Di questo si è parlato nell'interessante convegno organizzato dal Comune di Macomer in collaborazione con la Confcooperative Nuoro-Ogliastra, svoltosi nei giorni scorsi in città e con al centro del dibattito la tematica complessa, ma anche innovativa e stimolante, che rimette in primo piano le possibili forme del vivere urbano.

Ospitato non a caso nello spazio convegnistico all'interno del centro intermodale passeggeri di Macomer, l'incontro, coordinato dall'assessora ai servizi sociali Rossana Ledda, ha visto la partecipazione dell'urbanista Gianni Mura, del responsabile regionale dell'Oftal regionale e dell'associazione “Amici di Villa Chiara” di Olbia Salvatore Acca, del presidente di Confcooperative Nuoro Ogliastra Francesco Sanna e di Johnny Dotti, pedagogista, professore universitario e imprenditore sociale del bergamasco, promotore della «generatività sociale», argomento che ha illustrato ad un pubblico attento ed incuriosito uscendo dalle forme della relazione standard e ponendolo invece come analisi di un quotidiano vivere che riguarda ed interroga tutti e tutte.
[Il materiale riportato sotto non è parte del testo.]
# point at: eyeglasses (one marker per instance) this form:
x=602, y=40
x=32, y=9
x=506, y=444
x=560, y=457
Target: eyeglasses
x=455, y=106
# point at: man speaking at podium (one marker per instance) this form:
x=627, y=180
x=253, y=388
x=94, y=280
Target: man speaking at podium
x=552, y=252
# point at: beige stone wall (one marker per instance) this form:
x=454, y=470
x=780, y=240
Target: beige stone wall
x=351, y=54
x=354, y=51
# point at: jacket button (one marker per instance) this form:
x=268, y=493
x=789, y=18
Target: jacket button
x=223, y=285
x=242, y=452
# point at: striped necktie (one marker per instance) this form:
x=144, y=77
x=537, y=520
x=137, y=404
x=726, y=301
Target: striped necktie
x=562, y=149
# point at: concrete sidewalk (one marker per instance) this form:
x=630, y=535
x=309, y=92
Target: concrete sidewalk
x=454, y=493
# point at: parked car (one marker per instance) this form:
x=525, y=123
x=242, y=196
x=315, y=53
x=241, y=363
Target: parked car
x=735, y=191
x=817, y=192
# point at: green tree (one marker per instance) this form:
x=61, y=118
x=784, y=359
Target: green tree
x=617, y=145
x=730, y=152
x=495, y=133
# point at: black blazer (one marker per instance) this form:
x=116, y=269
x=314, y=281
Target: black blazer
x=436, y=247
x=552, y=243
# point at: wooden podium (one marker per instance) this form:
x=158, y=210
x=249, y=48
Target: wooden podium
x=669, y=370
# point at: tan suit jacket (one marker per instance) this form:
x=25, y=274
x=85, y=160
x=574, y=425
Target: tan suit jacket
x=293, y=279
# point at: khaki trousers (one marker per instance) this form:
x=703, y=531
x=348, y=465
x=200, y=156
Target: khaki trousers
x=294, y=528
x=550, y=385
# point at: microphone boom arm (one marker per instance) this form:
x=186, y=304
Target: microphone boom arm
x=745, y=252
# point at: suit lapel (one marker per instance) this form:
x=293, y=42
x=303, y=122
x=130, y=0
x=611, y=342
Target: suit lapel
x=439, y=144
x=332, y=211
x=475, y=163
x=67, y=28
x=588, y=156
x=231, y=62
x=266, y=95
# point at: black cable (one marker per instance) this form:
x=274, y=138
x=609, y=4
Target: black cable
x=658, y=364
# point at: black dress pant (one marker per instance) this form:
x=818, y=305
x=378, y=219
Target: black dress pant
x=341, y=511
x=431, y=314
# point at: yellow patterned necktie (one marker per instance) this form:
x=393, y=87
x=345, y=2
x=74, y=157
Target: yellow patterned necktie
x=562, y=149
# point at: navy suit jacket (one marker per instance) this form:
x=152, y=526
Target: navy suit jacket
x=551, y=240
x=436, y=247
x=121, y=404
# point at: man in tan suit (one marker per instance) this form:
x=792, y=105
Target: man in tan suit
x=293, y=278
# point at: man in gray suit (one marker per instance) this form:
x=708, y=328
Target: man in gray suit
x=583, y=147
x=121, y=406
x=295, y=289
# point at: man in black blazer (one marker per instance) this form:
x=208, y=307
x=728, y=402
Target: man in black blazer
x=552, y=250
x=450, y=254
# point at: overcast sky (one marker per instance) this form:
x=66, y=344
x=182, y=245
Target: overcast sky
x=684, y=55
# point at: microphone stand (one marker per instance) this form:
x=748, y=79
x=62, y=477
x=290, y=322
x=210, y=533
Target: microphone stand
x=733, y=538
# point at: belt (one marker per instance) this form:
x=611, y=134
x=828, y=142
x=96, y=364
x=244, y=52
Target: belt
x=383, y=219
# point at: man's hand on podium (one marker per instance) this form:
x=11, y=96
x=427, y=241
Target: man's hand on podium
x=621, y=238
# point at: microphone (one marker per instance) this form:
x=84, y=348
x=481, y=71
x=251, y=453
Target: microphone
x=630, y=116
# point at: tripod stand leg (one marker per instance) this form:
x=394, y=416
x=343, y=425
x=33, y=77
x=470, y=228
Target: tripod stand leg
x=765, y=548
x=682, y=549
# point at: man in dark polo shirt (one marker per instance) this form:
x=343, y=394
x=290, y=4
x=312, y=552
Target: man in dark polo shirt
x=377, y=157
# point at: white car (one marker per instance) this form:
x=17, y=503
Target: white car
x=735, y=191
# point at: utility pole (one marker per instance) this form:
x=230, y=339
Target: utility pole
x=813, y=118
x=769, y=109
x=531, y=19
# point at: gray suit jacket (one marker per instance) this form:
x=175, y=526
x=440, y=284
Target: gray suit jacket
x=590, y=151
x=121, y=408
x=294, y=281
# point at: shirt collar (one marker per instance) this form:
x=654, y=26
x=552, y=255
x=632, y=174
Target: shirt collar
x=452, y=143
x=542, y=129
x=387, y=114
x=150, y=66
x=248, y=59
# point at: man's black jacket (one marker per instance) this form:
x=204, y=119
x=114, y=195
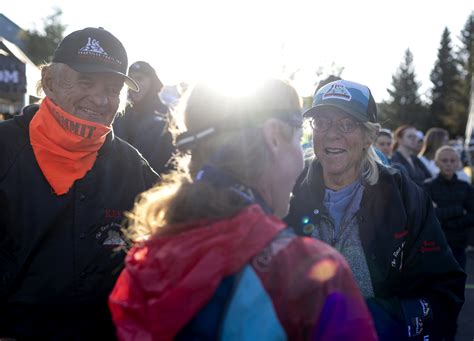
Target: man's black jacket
x=57, y=258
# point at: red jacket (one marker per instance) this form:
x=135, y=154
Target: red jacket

«Siamo alla fine di un ciclo storico – ha detto il professor Dotti – che corrisponde alla fine dell'epoca dell'appartamento, che corrispondeva a sua volta all'immaginario del cittadino – consumatore. Per riparare ai danni dell'appartamento abbiamo fatto i servizi domiciliari a pagamento, ma ora quel processo è morto e il coabitare ritorna al centro del dibattito».

Ciò di cui parla è di una sorta di rivoluzione del concetto di abitare, alla base della quale devono esservi le persone e le comunità, in un processo che riattivi quella fiducia reciproca che si è persa nella “separazione” insita nel sistema dell'appartamento.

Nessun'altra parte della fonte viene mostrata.